Here's the first ring gear with the new brackets. I expanded the number from five to six per shell. The flat segments resulting from SketchUp's way of making curved surfaces by a series of straight lines, worked in my favor as I stepped off the spacing between the brackets.
The last thing I did was to remove the vertical edges of the kit-supplied deck piece. The flanges interfered with the open barbette shells, but I need that piece to tie things together. I'm thinking of laminating actual wood planking to this piece of plastic if I can get thin enough stock to do it. The 1:1 width of the actual teak decking is about 5", which is 0.070" which is awfully small and the thickness would just be 0.014". I would probably double that. I will order some Northeasten Strip Wood and maybe get some stock. There is dark caulking between the planks. One way to simulate this is to use black constuction paper on edge between the planks that are then scape them flush. If I have the time, I'll do this.

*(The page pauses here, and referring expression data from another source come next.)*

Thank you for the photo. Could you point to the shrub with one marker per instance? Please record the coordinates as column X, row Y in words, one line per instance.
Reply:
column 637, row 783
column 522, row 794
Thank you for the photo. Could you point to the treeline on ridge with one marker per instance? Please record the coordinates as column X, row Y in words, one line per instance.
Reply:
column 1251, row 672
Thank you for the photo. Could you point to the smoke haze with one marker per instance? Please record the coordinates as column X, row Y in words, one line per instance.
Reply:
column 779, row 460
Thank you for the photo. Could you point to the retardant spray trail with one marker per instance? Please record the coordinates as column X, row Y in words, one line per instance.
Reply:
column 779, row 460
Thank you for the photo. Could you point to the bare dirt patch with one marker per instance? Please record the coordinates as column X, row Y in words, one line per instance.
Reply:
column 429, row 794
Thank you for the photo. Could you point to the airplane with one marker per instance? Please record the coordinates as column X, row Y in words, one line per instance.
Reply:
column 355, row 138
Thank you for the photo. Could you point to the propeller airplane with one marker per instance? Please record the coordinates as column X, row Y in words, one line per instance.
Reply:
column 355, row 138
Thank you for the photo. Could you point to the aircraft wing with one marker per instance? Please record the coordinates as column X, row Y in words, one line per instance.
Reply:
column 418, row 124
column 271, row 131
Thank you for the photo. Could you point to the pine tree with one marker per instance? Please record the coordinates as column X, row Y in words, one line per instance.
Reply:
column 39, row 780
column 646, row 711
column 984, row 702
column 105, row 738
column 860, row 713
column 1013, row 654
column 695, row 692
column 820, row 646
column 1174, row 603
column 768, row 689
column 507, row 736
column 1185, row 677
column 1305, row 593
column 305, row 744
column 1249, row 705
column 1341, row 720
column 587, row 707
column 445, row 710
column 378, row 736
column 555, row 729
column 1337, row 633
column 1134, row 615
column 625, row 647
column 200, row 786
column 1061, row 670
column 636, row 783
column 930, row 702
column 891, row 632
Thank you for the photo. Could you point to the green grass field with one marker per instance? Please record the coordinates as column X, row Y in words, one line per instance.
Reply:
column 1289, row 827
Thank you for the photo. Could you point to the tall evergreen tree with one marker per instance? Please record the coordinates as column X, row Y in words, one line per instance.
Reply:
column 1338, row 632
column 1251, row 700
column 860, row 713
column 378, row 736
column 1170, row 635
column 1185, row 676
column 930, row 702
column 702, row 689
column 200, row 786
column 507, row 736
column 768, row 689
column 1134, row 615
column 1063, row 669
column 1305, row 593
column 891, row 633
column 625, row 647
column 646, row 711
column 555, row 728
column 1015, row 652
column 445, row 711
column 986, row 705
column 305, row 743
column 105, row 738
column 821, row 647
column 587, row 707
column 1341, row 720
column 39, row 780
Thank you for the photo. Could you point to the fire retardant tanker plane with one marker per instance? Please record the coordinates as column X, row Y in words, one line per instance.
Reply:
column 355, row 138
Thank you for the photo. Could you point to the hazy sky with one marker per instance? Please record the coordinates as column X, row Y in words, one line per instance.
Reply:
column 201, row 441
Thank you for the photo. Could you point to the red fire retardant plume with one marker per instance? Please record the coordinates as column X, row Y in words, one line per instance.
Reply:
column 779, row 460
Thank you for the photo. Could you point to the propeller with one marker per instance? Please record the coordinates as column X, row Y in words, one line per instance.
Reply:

To cut the edges I used a steel straight edge and a diamond-coated cut-off wheel and went to town. Actually the real deck is a sandwich of teak over top of the 1.5" Bomb Deck STS steel. So having real wood over the plastic substrate isn't far off albeit a bit thicker than scale. Wooden decks were used over steel to reduce shrapnel from weapons fire.
So once again, I was handed a batch of lemons and I'm opening a lemonade stand. The tear-down and re-build of the outer armor presented an opportunity to fix some things that bugged me, especially the way the brackets interacted with the ring gear. The re-designed brackets are purported to work well.